Our favorite free video editing software gets unexpected performance boost from new macOS Sonoma

One of the big announcements at Apple’s WWDC 2023 was macOS Sonoma (we looked it up; it means “Valley of the Moon”). 

Apple claims the new operating system has a sharp focus on productivity and creativity. It says “the Mac experience is better than ever.” To prove it, the company revealed screensavers, iPhone widgets running on Macs, a gaming mode, and fresh video conferencing features. 

But the new macOS has another surprising feature for users of our pick for best free video editing software.  

The final cut 

Beyond WWDC’s bombshell reveal – yes, Snoopy is an Apple fan now – the event served up more than enough meat to keep users happy. There’s a new Macbook Air 15-inch on the way, said to be the “world’s thinnest.” The watchOS 10 beta countdown has started. And the Vision Pro is dividing opinion. Is the VR headset the future or will it lose you friends?

The reveal of the new Mac operating system, meanwhile, feels quieter somehow. Muted. Perhaps new PDF editor functionalities and a host of “significant” updates to the Safari browser aren’t as eye-catching as a pair of futuristic AR/VR ski goggles.  

However, Craig Federighi, Apple’s senior vice president of Software Engineering, said, “macOS is the heart of the Mac, and with Sonoma, we’re making it even more delightful and productive to use.” 

What he didn’t say, but the company later revealed, is that Sonoma adds an extra bonus for video editors. 

Designed for remote and hybrid in-studio workflows, the operating system brings a high-performance mode to the Screen Sharing app. Taking advantage of the media engine in Apple silicon, users are promised responsive remote access with low-latency audio, high frame rates, and support for up to two virtual displays. 

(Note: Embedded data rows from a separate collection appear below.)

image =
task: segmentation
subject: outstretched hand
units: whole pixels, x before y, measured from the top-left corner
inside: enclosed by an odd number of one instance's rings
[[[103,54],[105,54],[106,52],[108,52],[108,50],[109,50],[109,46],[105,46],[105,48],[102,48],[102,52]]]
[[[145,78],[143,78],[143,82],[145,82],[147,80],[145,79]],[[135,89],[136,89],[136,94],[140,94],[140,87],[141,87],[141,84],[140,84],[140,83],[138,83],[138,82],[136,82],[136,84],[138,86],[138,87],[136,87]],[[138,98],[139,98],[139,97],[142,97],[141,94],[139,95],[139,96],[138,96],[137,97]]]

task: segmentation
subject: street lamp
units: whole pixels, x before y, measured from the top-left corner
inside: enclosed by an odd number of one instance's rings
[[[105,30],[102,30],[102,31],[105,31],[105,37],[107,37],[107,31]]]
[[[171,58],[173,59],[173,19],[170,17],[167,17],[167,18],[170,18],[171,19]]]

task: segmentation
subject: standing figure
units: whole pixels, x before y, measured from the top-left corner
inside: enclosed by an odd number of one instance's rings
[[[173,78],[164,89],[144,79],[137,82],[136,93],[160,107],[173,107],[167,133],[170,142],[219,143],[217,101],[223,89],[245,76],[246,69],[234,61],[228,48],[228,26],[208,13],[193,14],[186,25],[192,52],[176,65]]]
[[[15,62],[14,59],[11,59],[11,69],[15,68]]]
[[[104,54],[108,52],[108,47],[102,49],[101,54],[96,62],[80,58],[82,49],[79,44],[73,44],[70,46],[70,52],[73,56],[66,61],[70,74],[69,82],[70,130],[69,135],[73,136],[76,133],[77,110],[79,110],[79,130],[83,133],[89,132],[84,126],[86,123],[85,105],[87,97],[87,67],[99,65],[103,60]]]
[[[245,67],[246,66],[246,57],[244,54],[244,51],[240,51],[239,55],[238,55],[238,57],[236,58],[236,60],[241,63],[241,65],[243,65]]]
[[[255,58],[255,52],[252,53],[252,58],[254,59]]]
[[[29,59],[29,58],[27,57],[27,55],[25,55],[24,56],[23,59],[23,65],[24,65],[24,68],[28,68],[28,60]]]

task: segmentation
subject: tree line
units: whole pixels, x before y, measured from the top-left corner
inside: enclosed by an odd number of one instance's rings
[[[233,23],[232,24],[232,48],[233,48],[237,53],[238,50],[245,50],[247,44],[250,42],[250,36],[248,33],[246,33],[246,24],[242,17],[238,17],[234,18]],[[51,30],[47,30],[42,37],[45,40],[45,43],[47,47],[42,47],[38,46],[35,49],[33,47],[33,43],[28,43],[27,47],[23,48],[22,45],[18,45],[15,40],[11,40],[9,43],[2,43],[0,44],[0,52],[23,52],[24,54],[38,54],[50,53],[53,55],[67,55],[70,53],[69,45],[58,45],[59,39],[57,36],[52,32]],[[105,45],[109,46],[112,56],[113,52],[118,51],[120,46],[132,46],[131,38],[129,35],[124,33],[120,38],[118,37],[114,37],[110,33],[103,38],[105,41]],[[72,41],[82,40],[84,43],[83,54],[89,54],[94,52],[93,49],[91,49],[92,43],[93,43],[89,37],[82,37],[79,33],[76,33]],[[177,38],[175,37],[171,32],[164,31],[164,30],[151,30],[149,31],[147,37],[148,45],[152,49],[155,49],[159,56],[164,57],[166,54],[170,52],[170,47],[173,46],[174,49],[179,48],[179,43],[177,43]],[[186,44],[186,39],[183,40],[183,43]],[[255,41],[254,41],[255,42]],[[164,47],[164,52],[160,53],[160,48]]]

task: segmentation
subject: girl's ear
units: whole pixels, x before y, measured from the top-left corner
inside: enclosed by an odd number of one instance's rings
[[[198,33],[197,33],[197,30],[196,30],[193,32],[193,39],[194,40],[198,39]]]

According to Apple, “This mode empowers pros to securely access their content creation workflows from anywhere – whether editing in Final Cut Pro or DaVinci Resolve, or animating complex 3D assets in Maya.” It also enables remote colour workflows that previously demanded the best video editing Macs and video editing PCs. 

It seems Final Cut Pro is getting a lot of attention lately. May saw the launch of Final Cut Pro for iPad – how did it take so long? – and now better support in the operating system. What next? Perhaps that open-letter from film & TV professionals pleading for improved support really did focus minds at Apple Park.